Dr. Lewin, to this day you remain the smartest person I have ever met. You once used the word
periphrastic
—you used it utterly unshowily, only because it was for you the most precise word for the occasion—and I was enormously flattered by your incorrect assumption that I knew what it meant. I never told you that after each session, as I rode away on the T, I’d take notes about what we’d discussed. I came across my folder of notes when I unpacked after moving here, and while for narcissistic reasons I did find them interesting, I am afraid they gave off a sort of wispy, elusive air when what I’d always hoped for was the snap of revelation—the clarity and permanence of some official knowledge that would feel instantly true and keep feeling true from then on.

In any case: That first night in Chicago after I’d dropped Allison at the airport and then Henry and I carried all the boxes and furniture up the stairs to my new apartment, I said, “Should we get something to eat?” and he said, “There’s a really good Greek place around the corner, but first let me touch base with Dana,” and I said, “Who’s Dana?”

Oh, Henry said, had he not mentioned his girlfriend when we’d seen each other at Fig’s wedding or during my interview trip? He had not. She joined us that night for dinner—I was in a disbelieving agony—and she turned out to be a tall woman with a certain preppy hardness. She’d rowed crew in college, she was Republican, she seemed to be the type of person who, no matter how many drinks she consumed, would never divulge anything inappropriate or endearing. At the end of dinner, she said, “Why’d you move to Chicago?” I laughed nervously and said, “I’m trying to remember.”

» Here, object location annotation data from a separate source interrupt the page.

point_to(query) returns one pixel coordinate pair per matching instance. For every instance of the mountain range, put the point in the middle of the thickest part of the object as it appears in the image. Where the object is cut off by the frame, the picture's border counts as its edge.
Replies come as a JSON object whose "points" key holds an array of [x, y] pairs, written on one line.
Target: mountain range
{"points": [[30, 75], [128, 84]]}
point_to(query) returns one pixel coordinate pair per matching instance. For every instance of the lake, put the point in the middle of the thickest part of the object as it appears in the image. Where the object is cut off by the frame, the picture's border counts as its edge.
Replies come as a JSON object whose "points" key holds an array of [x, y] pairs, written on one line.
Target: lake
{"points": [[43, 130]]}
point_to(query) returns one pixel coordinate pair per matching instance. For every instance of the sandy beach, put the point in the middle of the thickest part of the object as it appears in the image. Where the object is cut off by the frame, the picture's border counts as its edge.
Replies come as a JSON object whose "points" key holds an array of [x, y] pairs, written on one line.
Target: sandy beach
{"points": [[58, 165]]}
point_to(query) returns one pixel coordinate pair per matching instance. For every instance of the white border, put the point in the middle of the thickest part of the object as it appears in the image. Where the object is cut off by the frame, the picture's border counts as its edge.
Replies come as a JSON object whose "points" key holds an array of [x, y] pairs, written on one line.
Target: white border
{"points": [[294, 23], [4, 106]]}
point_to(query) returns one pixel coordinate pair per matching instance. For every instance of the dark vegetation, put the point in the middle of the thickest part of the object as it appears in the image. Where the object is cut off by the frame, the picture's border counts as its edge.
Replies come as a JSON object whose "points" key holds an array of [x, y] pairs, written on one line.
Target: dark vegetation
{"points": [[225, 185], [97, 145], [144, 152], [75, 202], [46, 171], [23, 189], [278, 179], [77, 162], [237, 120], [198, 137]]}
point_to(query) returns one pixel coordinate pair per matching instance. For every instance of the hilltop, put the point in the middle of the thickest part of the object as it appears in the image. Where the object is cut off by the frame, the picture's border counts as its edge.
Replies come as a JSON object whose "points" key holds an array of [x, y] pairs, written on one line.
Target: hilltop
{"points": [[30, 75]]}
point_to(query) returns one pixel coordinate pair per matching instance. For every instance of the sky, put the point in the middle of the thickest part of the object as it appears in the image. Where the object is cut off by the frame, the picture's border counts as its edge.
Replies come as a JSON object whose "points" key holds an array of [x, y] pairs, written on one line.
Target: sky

“She got a job here,” Henry said.

Dana was a paralegal, worked long hours, was rarely around during the week, and was often not around on the weekend, either. This made it easy for Henry and me to quickly develop a pattern of spending large quantities of time together. Though Dana’s existence initially prompted in me a sense of betrayal I wouldn’t have dared articulate to Henry, perhaps I also preferred it. In college, when he and I had driven to Cape Cod together, Fig’s existence had been something of a relief, it had taken the pressure off. Now, in Chicago, I thought Dana would allow Henry and me to get used to each other again, and then she could conveniently make her exit. Such a prospect did not seem entirely unrealistic: On a regular basis, Henry made comments that threw into question the stability of their relationship, and I tried to pretend the comments didn’t thrill me. “I think she secretly has a thing for her boss” was an early one. Also, “She’s not the most compassionate person you’ll ever meet.” Unfortunately, not all of his remarks about her were negative, and once he said, “She’s the first girlfriend I’ve ever had who could literally kick my ass if she wanted to. Is it weird that that turns me on?”